La fatigue, la faim, la soif peuvent déclencher la colère au même titre que la non-reconnaissance, l’incompréhension. Les enfants et les adolescents soumis à une autorité trop forte marqueront leur besoin d’autonomie par la colère, par exemple. Aussi, les frustrations liées aux apprentissages s’exprimeront aussi sous forme de colère au moment des devoirs.

Un grand nombre de parents séparés m’interpellent, car ils ne comprennent pas la colère de leurs enfants lors du retour. Ces colères résultent, bien souvent, de l’ambivalence des émotions ressenties, joie de retrouver l’un, tristesse de quitter l’autre. Elles sont liées aux sentiments d’insécurité de la transition. Autre possibilité, le parent peut manipuler les émotions de son enfant par son attitude de victime. Et lui interdire la joie et le bonheur de vivre avec son autre parent !


Comment agir et réagir aux colères ?

© Jason Rosewell / Unsplash

L’usage de la force pour contraindre l’enfant vous soulagera peut-être, mais rapidement vous culpabiliserez. Pour l’enfant, l’adolescent, l’usage de la force reste néfaste, car vous légitimez la violence. De plus, la contrainte physique ne détient aucun effet dissuasif, l’enfant agissant sous le coup de la pulsion.

Évidemment, la violence appelle la violence, mais c’est vous l’adulte. C’est vous qui donnez l’exemple et maîtrisez l’expression de vos émotions. Abstenez-vous de punir sous l’effet de la colère et sans discuter des raisons de celle-ci.

La violence sous toutes ses formes est un aveu de faiblesse, celle d’un adulte incapable de se contrôler. Une colère ainsi réprimée dans la violence risque bien d’entretenir la rancœur, la rébellion.

N’interprétez pas sa colère comme un caprice, ne la minimisez pas. Ne culpabilisez pas l’enfant en le tenant pour responsable de votre état émotionnel.

Ne généralisez pas son comportement, il pourrait bien vous prendre au mot (3).

Ne cédez pas à sa colère en accédant à toutes ses demandes.

Gardez votre calme, rappelez la règle, les limites, la raison de votre refus, à chaque fois.

Assurez-vous de sa sécurité, reconnaissez son émotion, reformulez.
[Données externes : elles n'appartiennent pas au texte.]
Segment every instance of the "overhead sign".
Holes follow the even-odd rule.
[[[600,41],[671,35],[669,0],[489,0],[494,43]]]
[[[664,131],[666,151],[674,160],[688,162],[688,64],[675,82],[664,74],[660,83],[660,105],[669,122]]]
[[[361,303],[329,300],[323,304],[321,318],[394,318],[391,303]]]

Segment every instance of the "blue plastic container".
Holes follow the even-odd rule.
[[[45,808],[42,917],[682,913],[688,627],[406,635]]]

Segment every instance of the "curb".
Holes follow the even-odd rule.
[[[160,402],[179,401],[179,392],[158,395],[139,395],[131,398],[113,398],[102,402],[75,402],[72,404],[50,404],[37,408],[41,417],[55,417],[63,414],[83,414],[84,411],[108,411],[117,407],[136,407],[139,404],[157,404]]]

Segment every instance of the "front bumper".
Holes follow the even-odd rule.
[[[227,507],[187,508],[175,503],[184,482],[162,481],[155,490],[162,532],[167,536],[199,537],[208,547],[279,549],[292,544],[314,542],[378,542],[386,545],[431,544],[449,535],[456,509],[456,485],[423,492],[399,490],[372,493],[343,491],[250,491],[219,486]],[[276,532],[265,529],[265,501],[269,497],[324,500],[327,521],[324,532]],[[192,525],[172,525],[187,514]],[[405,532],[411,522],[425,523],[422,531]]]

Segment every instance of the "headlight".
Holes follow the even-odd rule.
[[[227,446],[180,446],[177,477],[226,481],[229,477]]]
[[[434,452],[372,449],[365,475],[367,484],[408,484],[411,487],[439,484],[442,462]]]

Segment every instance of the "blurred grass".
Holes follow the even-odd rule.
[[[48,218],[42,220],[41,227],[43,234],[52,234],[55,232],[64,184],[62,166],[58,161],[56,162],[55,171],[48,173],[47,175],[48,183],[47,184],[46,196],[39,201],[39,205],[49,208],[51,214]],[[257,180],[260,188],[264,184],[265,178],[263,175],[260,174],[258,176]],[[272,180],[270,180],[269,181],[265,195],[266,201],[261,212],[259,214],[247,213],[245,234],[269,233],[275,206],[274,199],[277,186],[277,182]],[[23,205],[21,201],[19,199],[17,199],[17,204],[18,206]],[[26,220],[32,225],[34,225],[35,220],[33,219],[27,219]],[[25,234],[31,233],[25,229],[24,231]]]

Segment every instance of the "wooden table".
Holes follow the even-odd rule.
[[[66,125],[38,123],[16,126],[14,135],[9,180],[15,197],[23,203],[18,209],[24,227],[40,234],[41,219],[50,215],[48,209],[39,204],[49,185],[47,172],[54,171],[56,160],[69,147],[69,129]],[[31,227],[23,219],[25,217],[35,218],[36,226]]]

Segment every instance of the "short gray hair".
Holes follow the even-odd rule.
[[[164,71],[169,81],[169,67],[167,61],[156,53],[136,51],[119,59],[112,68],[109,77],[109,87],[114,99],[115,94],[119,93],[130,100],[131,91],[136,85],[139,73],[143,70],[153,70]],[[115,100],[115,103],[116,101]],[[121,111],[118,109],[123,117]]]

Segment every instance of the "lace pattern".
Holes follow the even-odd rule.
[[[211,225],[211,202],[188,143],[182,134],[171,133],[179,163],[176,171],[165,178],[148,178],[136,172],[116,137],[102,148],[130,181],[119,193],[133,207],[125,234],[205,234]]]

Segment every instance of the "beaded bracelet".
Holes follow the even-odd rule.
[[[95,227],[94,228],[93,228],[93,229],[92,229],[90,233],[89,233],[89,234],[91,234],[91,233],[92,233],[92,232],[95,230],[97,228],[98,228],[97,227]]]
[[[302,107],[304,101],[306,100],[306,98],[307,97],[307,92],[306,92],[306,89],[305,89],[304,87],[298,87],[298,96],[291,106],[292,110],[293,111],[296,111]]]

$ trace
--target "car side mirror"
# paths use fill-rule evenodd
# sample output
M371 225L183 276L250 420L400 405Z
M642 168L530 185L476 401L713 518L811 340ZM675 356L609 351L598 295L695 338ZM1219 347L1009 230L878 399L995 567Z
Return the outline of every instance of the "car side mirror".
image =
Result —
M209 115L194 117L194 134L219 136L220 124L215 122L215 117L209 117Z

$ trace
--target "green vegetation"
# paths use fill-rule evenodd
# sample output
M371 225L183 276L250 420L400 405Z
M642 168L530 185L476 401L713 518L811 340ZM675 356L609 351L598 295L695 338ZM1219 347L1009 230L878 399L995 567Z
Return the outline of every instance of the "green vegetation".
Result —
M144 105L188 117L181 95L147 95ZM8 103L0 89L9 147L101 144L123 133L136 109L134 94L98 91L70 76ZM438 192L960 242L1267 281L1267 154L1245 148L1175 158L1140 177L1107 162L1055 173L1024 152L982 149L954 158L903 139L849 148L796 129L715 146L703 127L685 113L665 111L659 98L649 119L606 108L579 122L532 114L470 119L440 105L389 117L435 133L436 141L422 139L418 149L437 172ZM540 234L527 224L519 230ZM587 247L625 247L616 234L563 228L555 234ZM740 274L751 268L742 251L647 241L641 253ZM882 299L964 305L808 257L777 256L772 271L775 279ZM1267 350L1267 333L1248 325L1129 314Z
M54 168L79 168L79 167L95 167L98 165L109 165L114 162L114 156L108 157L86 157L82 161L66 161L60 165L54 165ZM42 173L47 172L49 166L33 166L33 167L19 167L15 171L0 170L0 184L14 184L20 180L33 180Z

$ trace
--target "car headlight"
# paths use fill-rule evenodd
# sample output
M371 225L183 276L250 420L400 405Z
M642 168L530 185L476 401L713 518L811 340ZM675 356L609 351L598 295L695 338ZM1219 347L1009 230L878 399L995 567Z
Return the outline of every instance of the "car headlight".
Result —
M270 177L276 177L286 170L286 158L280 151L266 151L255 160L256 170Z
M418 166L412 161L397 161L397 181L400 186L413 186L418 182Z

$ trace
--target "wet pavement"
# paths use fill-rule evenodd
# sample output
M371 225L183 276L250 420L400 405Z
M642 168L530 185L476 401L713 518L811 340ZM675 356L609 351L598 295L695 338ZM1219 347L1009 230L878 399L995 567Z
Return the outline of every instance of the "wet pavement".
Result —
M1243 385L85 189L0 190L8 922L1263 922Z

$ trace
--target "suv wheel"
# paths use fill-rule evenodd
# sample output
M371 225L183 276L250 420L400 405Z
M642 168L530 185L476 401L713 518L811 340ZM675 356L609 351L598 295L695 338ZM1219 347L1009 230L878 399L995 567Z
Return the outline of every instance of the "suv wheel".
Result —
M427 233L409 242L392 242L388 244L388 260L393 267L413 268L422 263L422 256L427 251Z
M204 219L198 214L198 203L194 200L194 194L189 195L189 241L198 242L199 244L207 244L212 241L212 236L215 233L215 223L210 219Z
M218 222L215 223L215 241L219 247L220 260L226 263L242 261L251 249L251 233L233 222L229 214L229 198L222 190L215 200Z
Lorsque la tempête se sera calmée, vous pourrez mettre des mots sur ses ressentis, ses besoins, ses envies, vous pourrez en discuter.


Comment éviter les colères ?

Toutes les colères ne disparaîtront pas, mais elles se raréfieront si vous pouvez vous rendre disponible et vous mettre à l’écoute de votre enfant tous les jours quelques minutes (4).
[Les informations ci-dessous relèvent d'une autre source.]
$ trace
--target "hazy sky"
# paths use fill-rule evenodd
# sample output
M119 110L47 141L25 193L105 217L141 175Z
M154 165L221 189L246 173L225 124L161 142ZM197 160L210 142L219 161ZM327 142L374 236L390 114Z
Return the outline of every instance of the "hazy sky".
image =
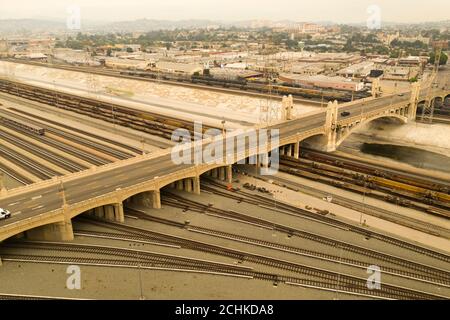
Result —
M0 19L65 19L78 5L87 20L289 19L364 22L376 4L382 21L422 22L450 19L449 0L0 0Z

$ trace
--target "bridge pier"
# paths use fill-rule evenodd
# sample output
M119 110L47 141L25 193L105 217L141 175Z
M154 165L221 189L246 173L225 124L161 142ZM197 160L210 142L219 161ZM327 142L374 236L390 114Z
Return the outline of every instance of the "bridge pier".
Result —
M38 241L72 241L74 239L70 219L55 222L26 231L26 237Z
M300 141L294 143L294 158L298 159L300 157Z
M161 208L161 194L159 189L155 191L146 191L136 194L131 197L131 203L139 206L144 206L146 208L160 209ZM118 204L119 205L119 204ZM123 207L117 208L116 214L121 218L123 216Z

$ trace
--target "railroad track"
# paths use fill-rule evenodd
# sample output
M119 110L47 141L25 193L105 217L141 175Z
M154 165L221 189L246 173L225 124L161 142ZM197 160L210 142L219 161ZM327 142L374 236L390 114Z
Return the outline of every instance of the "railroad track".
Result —
M80 144L80 145L92 148L92 149L97 150L97 151L99 151L101 153L113 156L113 157L115 157L115 158L117 158L119 160L128 159L128 158L131 158L131 157L134 156L133 154L126 153L126 152L123 152L123 151L120 151L120 150L112 149L110 147L107 147L107 146L102 145L100 143L91 141L89 139L82 139L81 137L79 137L77 135L71 134L71 133L69 133L67 131L64 131L64 130L60 130L60 129L56 128L55 126L47 125L47 124L45 124L45 123L43 123L41 121L34 120L36 118L36 116L34 116L34 115L23 116L23 115L19 115L19 114L16 114L14 112L6 111L6 110L1 110L0 114L4 114L4 115L6 115L8 117L20 119L22 121L26 121L28 123L32 123L34 125L38 125L38 126L44 128L45 132L49 132L49 133L55 134L55 135L57 135L57 136L59 136L61 138L64 138L64 139L73 141L73 142L75 142L77 144ZM32 117L33 119L30 118L30 117Z
M374 262L369 262L368 260L362 261L362 260L356 260L356 259L349 259L349 258L342 258L338 255L332 255L332 254L325 254L318 251L313 250L307 250L307 249L301 249L298 247L292 247L287 245L282 245L279 243L273 243L269 241L264 241L260 239L250 238L243 235L237 235L217 230L212 230L208 228L198 227L198 226L185 226L182 223L174 223L174 221L170 221L167 219L159 219L156 217L151 217L146 214L142 214L139 211L133 210L133 209L127 209L127 213L134 212L139 219L154 221L157 223L163 223L172 225L179 228L185 228L188 231L201 233L205 235L209 235L212 237L218 237L222 239L232 240L235 242L241 242L245 244L251 244L263 248L270 248L277 251L282 251L284 253L293 253L296 255L301 255L305 257L313 257L315 259L319 259L322 261L328 261L328 262L334 262L337 264L343 264L347 266L357 267L366 270L367 266L373 264ZM116 239L116 240L128 240L128 241L153 241L153 243L156 243L157 245L163 244L170 244L182 248L192 249L196 251L206 252L206 253L212 253L212 254L221 254L221 255L234 255L233 257L236 257L236 255L241 255L239 257L241 260L248 261L248 257L246 256L246 252L238 252L233 249L229 248L222 248L218 246L213 246L210 244L205 244L200 241L195 241L191 239L186 239L178 236L168 235L168 234L162 234L160 232L155 231L149 231L142 228L137 227L131 227L131 226L124 226L121 224L115 224L115 223L108 223L108 222L101 222L101 221L87 221L88 223L92 223L101 227L107 227L109 229L115 230L120 232L118 233L110 233L110 232L99 232L99 231L87 231L87 230L77 230L75 235L79 236L92 236L92 237L104 237L108 239ZM430 268L427 268L425 266L421 267L420 272L417 270L415 272L411 272L410 270L406 269L399 269L399 268L393 268L391 266L388 266L386 264L380 264L377 262L377 265L383 270L383 273L391 274L394 276L400 276L404 278L414 279L418 281L424 281L427 283L434 283L438 285L444 285L447 287L450 287L450 273L448 272L442 272L439 276L436 276L435 274L430 274Z
M266 206L266 207L274 207L275 204L275 200L271 199L271 198L267 198L261 195L256 195L256 194L251 194L248 192L243 192L242 190L235 190L233 189L233 191L227 191L226 187L220 183L214 182L212 180L208 180L208 184L206 184L205 182L203 182L202 185L202 189L203 190L207 190L210 192L213 192L215 194L230 198L230 199L234 199L238 202L246 202L246 203L250 203L250 204L254 204L257 206ZM183 200L184 201L184 200ZM200 205L202 207L202 210L207 210L207 206L203 205L203 204L198 204L195 203L193 205ZM185 205L185 207L189 207L187 205ZM384 235L378 232L375 232L373 230L368 230L367 228L363 228L363 227L359 227L356 226L354 224L350 224L350 223L346 223L344 221L340 221L340 220L336 220L327 216L323 216L323 215L319 215L319 214L315 214L306 210L303 210L301 208L283 203L283 202L279 202L276 201L276 207L279 210L283 210L289 213L293 213L295 215L299 215L301 217L306 217L306 218L311 218L313 220L316 221L320 221L329 225L333 225L335 227L339 227L341 229L344 230L349 230L349 231L353 231L356 233L359 233L361 235L364 235L367 238L373 238L373 239L378 239L381 240L383 242L386 243L390 243L392 245L404 248L404 249L408 249L411 250L413 252L416 253L420 253L444 262L450 262L450 256L446 253L443 252L438 252L429 248L425 248L422 247L420 245L417 244L413 244L410 242L406 242L404 240L392 237L392 236L388 236L388 235ZM223 212L222 212L223 213ZM233 212L228 212L228 214L233 214ZM241 214L242 215L242 214ZM246 219L245 217L243 217L243 219ZM254 219L254 218L250 218L250 219ZM289 228L286 229L285 226L280 226L280 231L286 232L287 234L290 234L290 230ZM304 231L302 231L304 232ZM320 237L318 238L317 235L314 234L308 234L305 233L304 236L306 237L311 237L312 239L316 239L317 241L324 241L324 243L328 243L327 239L321 239ZM330 245L336 245L336 243L331 242ZM367 250L367 249L364 249Z
M0 145L1 157L17 164L22 169L32 173L34 176L42 180L48 180L55 176L61 176L62 174L56 172L50 168L47 168L24 155L12 150L8 147Z
M0 138L3 140L14 144L16 147L19 147L23 150L27 150L30 153L33 153L34 155L41 157L43 159L46 159L47 161L57 165L58 167L61 167L69 172L77 172L87 169L87 167L82 166L78 163L75 163L73 161L70 161L68 159L65 159L64 157L55 154L53 152L47 151L45 149L39 148L38 146L24 141L22 139L19 139L15 137L14 135L11 135L7 132L0 132Z
M115 141L115 140L112 140L112 139L108 139L107 137L104 137L104 136L96 135L96 134L94 134L92 132L87 132L87 131L84 131L84 130L81 130L81 129L78 129L78 128L74 128L74 127L65 125L63 123L59 123L57 121L53 121L53 120L50 120L50 119L45 119L44 117L40 117L40 116L37 116L35 114L29 113L29 112L26 112L26 111L23 111L23 110L19 110L19 109L16 109L16 108L8 108L8 109L14 111L15 113L20 113L20 114L28 116L28 117L33 117L33 118L35 118L37 120L50 123L50 124L55 125L57 127L61 127L61 128L64 128L64 129L67 129L67 130L70 130L70 131L81 133L82 135L85 135L85 136L88 136L88 137L91 137L91 138L94 138L94 139L98 139L98 140L102 140L102 141L108 142L109 144L116 145L116 146L118 146L118 147L120 147L122 149L126 149L128 151L131 151L134 154L141 154L142 153L141 149L132 147L130 145L127 145L127 144L124 144L124 143L121 143L121 142L118 142L118 141Z
M169 140L172 137L172 132L179 128L189 130L193 136L200 134L195 132L194 123L189 120L163 116L149 111L135 110L123 105L38 86L2 79L0 80L0 91L75 113L85 114L116 125L130 127ZM204 130L212 128L211 126L203 125Z
M341 169L329 164L282 156L280 171L368 197L393 202L419 211L449 217L450 195L394 182L386 178L361 174L355 169ZM412 189L412 190L411 190Z
M23 185L27 185L27 184L31 184L33 183L33 181L22 177L20 174L18 174L17 172L14 172L13 170L11 170L10 168L4 166L2 163L0 163L0 171L3 172L5 175L7 175L8 177L10 177L11 179L23 184Z
M210 272L213 274L233 275L258 280L271 281L273 283L286 283L293 285L307 285L327 287L328 289L339 290L343 292L354 293L369 297L387 298L387 299L445 299L444 296L438 296L427 292L406 289L394 285L383 284L379 290L367 288L367 280L348 276L340 273L333 273L326 270L302 267L302 277L280 275L276 273L255 271L252 268L236 266L233 264L224 264L207 260L173 256L149 251L140 251L133 249L124 249L117 247L102 247L93 245L67 244L67 243L14 243L6 244L6 247L32 248L37 250L47 250L56 252L78 252L83 254L100 254L120 256L122 259L105 258L85 258L85 257L67 257L60 255L18 255L4 254L5 261L29 261L46 263L77 263L77 264L95 264L95 265L116 265L144 267L152 269L178 269L180 271L198 271ZM127 258L127 259L123 259ZM274 262L274 267L279 261ZM306 278L308 277L308 278ZM311 279L311 277L313 279Z
M267 180L263 177L255 177L257 179L261 180ZM353 210L358 210L365 215L370 215L376 218L380 218L386 221L391 221L396 224L415 229L427 234L431 234L438 237L443 237L446 239L450 239L450 230L448 228L444 228L432 223L428 223L419 219L415 219L409 216L405 216L393 211L388 211L382 208L378 208L372 205L368 204L362 204L360 201L355 201L352 199L348 199L345 197L342 197L337 194L333 194L331 192L325 192L321 191L300 183L293 182L288 179L284 179L278 176L270 176L270 180L272 180L272 183L277 184L282 187L287 187L289 189L295 190L295 191L301 191L302 193L311 195L313 197L317 197L320 199L323 199L325 196L332 196L332 203L335 203L337 205L340 205L342 207L346 207Z
M264 99L274 99L277 98L275 95L278 95L278 99L281 99L282 95L288 95L288 94L293 94L294 96L294 102L296 103L309 103L312 105L315 105L317 107L321 107L323 102L321 102L320 100L311 100L311 99L305 99L305 98L299 98L299 95L297 95L294 92L289 92L286 91L286 88L289 89L289 87L285 87L283 89L285 90L276 90L275 88L272 88L272 90L269 92L268 88L259 88L258 90L252 90L251 88L243 88L242 86L232 86L235 87L230 88L231 85L230 84L226 84L226 83L209 83L207 85L202 84L202 81L196 81L195 79L193 79L192 81L180 81L180 79L178 80L169 80L167 79L162 79L162 77L143 77L143 76L137 76L137 75L132 75L132 74L125 74L125 72L127 72L126 70L123 71L114 71L112 69L101 69L101 68L95 68L95 67L74 67L74 66L70 66L70 65L64 65L64 64L41 64L41 63L36 63L36 62L30 62L30 61L14 61L11 60L12 62L16 62L16 63L22 63L22 64L31 64L31 65L36 65L36 66L40 66L40 67L47 67L47 68L57 68L57 69L62 69L62 70L68 70L68 71L75 71L75 72L82 72L82 73L91 73L91 74L97 74L97 75L102 75L102 76L108 76L108 77L115 77L115 78L123 78L123 79L131 79L131 80L139 80L139 81L147 81L147 82L156 82L156 83L163 83L163 84L168 84L168 85L176 85L176 86L182 86L182 87L187 87L187 88L193 88L193 89L202 89L202 90L209 90L209 91L216 91L216 92L224 92L224 93L230 93L230 94L238 94L238 95L245 95L245 96L251 96L251 97L257 97L257 98L264 98ZM173 76L173 75L172 75ZM280 86L278 86L280 87ZM278 88L277 87L277 88ZM238 88L242 88L242 89L238 89ZM298 88L293 88L293 90L298 89ZM266 92L264 92L266 91ZM321 99L321 97L323 96L324 98L327 98L327 95L323 95L323 91L321 90L307 90L309 92L313 91L314 95L312 97L316 98L316 99ZM332 93L331 93L332 95ZM300 95L301 96L301 95ZM309 95L311 96L311 95ZM329 100L335 100L336 98L338 100L342 100L342 101L350 101L351 97L347 96L345 98L342 97L343 94L341 93L339 96L329 96Z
Enrichissez le vocabulaire émotionnel de vos enfants et exprimez vos émotions cela leur permet de mieux comprendre vos réactions et les leurs.
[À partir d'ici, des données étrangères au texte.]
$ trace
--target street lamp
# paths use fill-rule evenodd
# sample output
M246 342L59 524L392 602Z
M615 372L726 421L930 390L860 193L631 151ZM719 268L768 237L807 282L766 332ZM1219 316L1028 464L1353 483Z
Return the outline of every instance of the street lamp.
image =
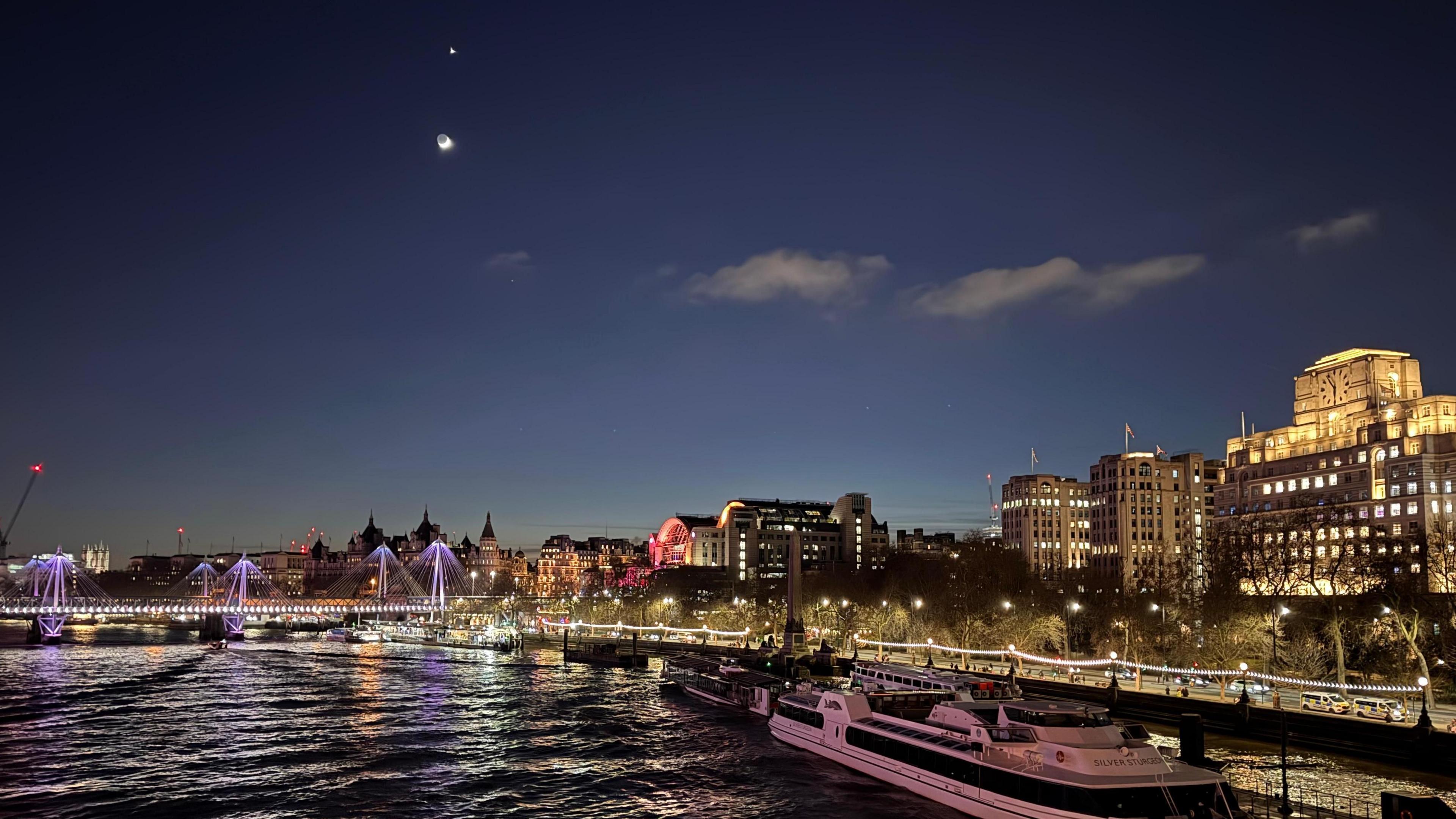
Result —
M1389 611L1389 609L1386 609L1386 611ZM1271 651L1273 656L1270 659L1270 669L1268 669L1270 673L1274 673L1275 669L1278 667L1278 621L1283 619L1284 615L1287 615L1287 614L1289 614L1289 606L1280 606L1278 612L1275 612L1275 615L1274 615L1274 630L1270 634L1270 643L1271 643L1271 647L1273 647L1273 651Z
M1061 653L1066 654L1069 660L1072 659L1072 615L1076 614L1076 611L1080 608L1082 603L1077 603L1075 600L1067 603L1067 622L1061 630Z

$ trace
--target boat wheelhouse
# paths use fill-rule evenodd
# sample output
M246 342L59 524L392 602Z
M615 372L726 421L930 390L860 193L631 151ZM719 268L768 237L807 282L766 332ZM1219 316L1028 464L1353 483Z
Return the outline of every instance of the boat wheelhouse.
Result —
M954 691L962 700L1016 700L1015 683L948 669L917 669L900 663L855 663L850 685L865 691Z
M734 708L745 708L767 717L789 685L773 675L738 666L727 666L706 657L673 654L662 660L662 679L676 682L683 691Z
M981 819L1245 816L1226 778L1130 739L1095 705L795 692L779 700L769 730Z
Si leurs besoins de sécurité physique, émotionnelle et mentale sont satisfaits ; si leurs sentiments d’identité, d’appartenance, de compétence et de responsabilité sont régulièrement nourris et reconnus ; alors enfants et adolescents n’ont plus de raison de recourir à la colère pour être entendus.


>> Grandir en confiance ce sont des conférences, des ateliers et des consultations individuelles pour des parents et des enfants bien dans leurs baskets et leur tête !

>> Pour aller plus loin

Tristesse, peur, colère. Agir sur ses émotions, Stéphanie Hahusseau, Odile Jacob, 2011.

Parents au bord de la crise de nerfs. Gérer les conflits du quotidien avec ses enfants, Larousse, 2015.

Petit cahier d’exercices de communication non violente avec les enfants, Ann van Stappen, Catherine Blondiau, Jouvence, 2017.

>> Notes

(1) La période du « non » est une période normale dans le développement de l’enfant entre 18 mois et 2 ans. Votre petit s’affirme !

(2) Le besoin sera satisfait dans des délais plus ou moins brefs, il est général. Besoin de manger, boire, dormir, être câliner…. L’envie, le désir sont particuliers ils seront entendus, leur satisfaction peut être postposer (le camion pompier est un cadeau pour l’anniversaire), abandonner (l’envie de découper le poisson rouge)

(3) L’effet Golem (sur Wikipedia) est le contraire de l’effet Pygmalion

(4) Les professionnels de l’enfance et de l’éducation bienveillante conseillent un minimum de 30 minutes de temps exclusif par semaine.